Writing isn’t brain surgery, but it’s rare when someone adept at the latter is also so accomplished at the former. Searching for meaning and purpose in his life, Kalanithi pursued a doctorate in literature and had felt certain that he wouldn’t enter the field of medicine, in which his father and other members of his family excelled. “But I couldn’t let go of the question,” he writes, after realizing that his goals “didn’t quite fit in an English department.” “Where did biology, morality, literature and philosophy intersect?” So he decided to set aside his doctoral dissertation and belatedly prepare for medical school, which “would allow me a chance to find answers that are not in books, to find a different sort of sublime, to forge relationships with the suffering, and to keep following the question of what makes human life meaningful, even in the face of death and decay.” The author’s empathy undoubtedly made him an exceptional doctor, and the precision of his prose—as well as the moral purpose underscoring it—suggests that he could have written a good book on any subject he chose.

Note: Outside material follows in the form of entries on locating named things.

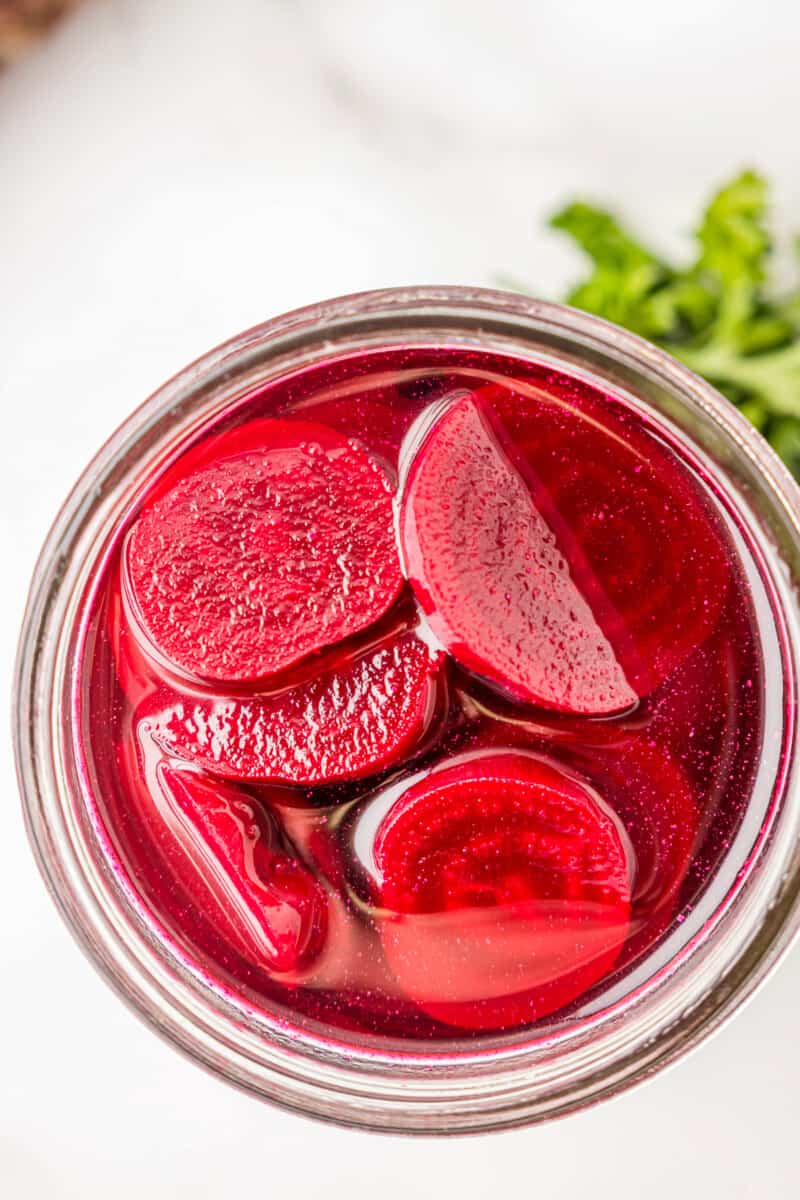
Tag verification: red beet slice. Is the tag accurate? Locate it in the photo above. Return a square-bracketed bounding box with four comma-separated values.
[401, 394, 637, 714]
[148, 762, 327, 972]
[142, 634, 444, 785]
[373, 751, 631, 1030]
[125, 421, 402, 683]
[489, 379, 730, 696]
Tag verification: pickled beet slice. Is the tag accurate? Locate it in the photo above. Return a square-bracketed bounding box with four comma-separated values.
[154, 762, 327, 973]
[125, 420, 403, 683]
[373, 751, 631, 1030]
[401, 394, 637, 714]
[142, 634, 444, 785]
[489, 380, 730, 696]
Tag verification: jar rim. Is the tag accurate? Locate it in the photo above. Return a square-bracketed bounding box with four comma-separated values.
[14, 287, 800, 1133]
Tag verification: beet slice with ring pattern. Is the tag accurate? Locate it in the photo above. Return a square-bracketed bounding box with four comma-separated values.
[138, 632, 445, 786]
[372, 750, 633, 1030]
[124, 420, 403, 684]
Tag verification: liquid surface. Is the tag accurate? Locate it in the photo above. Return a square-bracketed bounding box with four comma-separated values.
[80, 349, 764, 1045]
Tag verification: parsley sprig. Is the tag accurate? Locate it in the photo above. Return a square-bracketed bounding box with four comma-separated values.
[551, 170, 800, 478]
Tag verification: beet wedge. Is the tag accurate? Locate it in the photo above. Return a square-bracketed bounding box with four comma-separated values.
[372, 751, 632, 1030]
[399, 394, 637, 714]
[148, 762, 327, 972]
[124, 420, 403, 684]
[489, 382, 732, 697]
[140, 632, 444, 786]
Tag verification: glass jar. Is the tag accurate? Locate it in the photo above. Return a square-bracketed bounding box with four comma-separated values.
[16, 288, 800, 1133]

Part of what makes this book so essential is the fact that it was written under a death sentence following the diagnosis that upended his life, just as he was preparing to end his residency and attract offers at the top of his profession. Kalanithi learned he might have 10 years to live or perhaps five. Should he return to neurosurgery (he could and did), or should he write (he also did)? Should he and his wife have a baby? They did, eight months before he died, which was less than two years after the original diagnosis. “The fact of death is unsettling,” he understates. “Yet there is no other way to live.”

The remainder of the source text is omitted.